Heypota.com is not directed at children under the age of 13. We do not knowingly collect personal information from children under 13. If you believe we have inadvertently collected such information, contact us at info@heypota.com and we will delete it promptly.

11. Links to other websites

Our site contains links to external websites, including affiliate partners and sources we reference in articles. This Privacy Policy applies only to heypota.com. We are not responsible for the privacy practices of external sites, and we encourage you to review their privacy policies before providing any personal information.

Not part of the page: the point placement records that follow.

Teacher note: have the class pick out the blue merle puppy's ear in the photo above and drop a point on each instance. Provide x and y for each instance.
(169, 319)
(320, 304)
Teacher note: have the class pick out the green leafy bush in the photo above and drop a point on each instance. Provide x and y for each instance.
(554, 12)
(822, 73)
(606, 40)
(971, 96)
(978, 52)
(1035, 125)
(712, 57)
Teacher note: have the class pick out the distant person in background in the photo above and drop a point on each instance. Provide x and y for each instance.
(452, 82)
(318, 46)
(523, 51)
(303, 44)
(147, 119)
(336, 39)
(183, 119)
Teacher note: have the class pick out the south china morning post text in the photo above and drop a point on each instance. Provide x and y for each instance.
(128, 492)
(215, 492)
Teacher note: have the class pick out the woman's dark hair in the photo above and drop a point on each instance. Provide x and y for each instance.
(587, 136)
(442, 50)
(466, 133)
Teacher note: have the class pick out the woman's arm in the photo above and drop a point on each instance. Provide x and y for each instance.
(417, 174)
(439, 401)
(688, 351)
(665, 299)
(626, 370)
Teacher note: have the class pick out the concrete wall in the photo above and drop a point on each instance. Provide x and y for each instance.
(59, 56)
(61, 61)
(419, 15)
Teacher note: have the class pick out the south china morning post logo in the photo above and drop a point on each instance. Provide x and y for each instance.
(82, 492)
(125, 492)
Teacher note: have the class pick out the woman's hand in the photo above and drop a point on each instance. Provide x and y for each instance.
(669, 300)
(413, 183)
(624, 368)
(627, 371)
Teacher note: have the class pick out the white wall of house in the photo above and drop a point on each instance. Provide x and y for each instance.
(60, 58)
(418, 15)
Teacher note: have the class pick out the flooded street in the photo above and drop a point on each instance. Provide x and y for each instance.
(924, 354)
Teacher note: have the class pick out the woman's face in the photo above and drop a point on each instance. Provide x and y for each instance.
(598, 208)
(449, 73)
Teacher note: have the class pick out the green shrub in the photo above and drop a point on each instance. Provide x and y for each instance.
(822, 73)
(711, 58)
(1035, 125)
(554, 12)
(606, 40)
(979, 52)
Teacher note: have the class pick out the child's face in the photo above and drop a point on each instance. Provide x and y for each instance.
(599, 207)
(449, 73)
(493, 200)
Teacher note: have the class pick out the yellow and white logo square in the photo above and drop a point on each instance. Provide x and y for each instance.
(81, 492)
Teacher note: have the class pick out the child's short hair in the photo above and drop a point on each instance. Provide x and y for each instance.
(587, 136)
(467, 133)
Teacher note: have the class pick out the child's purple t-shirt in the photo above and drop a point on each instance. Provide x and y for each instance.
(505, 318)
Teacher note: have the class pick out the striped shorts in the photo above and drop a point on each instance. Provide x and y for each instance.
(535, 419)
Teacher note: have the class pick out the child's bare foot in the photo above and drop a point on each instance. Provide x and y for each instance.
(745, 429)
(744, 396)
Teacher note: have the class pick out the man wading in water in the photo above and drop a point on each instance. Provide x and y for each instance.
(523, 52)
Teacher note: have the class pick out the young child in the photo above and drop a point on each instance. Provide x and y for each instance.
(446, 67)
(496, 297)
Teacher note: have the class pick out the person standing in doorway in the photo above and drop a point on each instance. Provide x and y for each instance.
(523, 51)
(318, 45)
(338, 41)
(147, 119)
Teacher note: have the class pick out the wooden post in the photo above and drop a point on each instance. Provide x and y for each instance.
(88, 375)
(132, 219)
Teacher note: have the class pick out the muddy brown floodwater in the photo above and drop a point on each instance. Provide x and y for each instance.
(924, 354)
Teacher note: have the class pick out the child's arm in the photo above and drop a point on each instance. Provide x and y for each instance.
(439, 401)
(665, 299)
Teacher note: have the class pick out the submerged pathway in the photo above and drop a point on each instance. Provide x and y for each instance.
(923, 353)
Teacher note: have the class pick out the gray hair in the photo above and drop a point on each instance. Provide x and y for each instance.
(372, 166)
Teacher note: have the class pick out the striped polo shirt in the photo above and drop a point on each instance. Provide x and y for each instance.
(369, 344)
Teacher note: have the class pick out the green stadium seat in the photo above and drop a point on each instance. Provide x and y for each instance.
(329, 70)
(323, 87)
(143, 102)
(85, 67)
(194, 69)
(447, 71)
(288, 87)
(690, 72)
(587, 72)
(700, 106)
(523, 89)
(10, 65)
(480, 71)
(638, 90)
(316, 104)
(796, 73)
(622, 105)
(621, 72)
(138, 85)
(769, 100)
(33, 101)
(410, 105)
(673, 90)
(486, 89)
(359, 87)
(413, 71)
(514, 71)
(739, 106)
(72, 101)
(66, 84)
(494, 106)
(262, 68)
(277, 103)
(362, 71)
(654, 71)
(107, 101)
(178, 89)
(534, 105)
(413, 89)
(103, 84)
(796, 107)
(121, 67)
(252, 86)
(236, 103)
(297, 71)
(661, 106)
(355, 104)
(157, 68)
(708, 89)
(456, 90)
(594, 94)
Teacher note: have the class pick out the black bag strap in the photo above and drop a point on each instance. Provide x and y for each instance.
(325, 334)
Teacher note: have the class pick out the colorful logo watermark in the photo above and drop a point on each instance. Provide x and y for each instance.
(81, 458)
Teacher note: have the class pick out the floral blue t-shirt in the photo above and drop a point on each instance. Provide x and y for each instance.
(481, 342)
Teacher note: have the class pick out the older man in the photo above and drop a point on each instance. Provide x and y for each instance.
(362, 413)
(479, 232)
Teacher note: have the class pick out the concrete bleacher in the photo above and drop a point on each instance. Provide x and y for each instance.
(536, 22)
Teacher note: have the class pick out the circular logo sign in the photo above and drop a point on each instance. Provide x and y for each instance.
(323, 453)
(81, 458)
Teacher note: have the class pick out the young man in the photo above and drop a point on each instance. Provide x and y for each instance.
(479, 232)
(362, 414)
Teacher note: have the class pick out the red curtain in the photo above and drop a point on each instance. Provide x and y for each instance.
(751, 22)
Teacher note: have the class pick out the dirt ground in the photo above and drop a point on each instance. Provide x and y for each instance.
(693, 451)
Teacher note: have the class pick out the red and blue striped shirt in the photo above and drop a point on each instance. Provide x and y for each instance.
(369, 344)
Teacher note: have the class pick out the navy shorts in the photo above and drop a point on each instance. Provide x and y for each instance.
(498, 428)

12. Changes to this policy

We may update this Privacy Policy from time to time. When we do, we will revise the "Last updated" date at the top of this page. Material changes will be noted prominently. Your continued use of heypota.com after any changes constitutes your acceptance of the updated policy. If the changes are significant, we may also notify newsletter subscribers by email.

13. Contact

For any questions, requests, or concerns about this Privacy Policy or how we handle your data:

Email: info@heypota.com
We aim to respond to all privacy inquiries within 5 business days.